April Fools’ Day began in the year 1582, according to one
legend, when Pope Gregory XIII (after whom the Gregorian calendar is
named) moved the start of the new year from the end of March to the
beginning of January. The change was made public, but not everyone got
the memo, and those who didn’t and thus continued to celebrate New
Year's Day on April 1 were laughed at. “Because they were seen as
foolish, [they were] called April Fools,” medieval historian Ginger
Smoak has explained, according to the Huffington Post.
Another myth is based on the same idea but suggests the
change in the New Year happened at a slightly different time and place.
It attributes the calendar change to France in 1564 -- rather than to
the pope -- and when people celebrated the wrong New Year, others would
paste paper fish on their backs, which explains why in France, the day
is known as April Fish.
Others insist that April Fools’ Day is a joyous remnant of
the age when people used to hold spring festivals marking the end of
winter with “ritualized forms of mayhem and misrule” and when “people
play pranks on friends and strangers,” according to the Museum of Hoaxes.

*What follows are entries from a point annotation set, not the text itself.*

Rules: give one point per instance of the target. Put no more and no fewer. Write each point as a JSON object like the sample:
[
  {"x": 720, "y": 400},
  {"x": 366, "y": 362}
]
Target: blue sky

Written references to the holiday go as far back as the 1500s, and
detailed references begin to crop up in the 1700s, according to the
museum, although by then the idea of pranks and all-around silliness on
April 1 was well established.
The holiday is celebrated in many countries all
over the world, including Poland, Iran and Scotland, and though there
are too many theories about its origins for us to ever be certain how it
really came to be, that's just part of the beauty of April Fools' Day.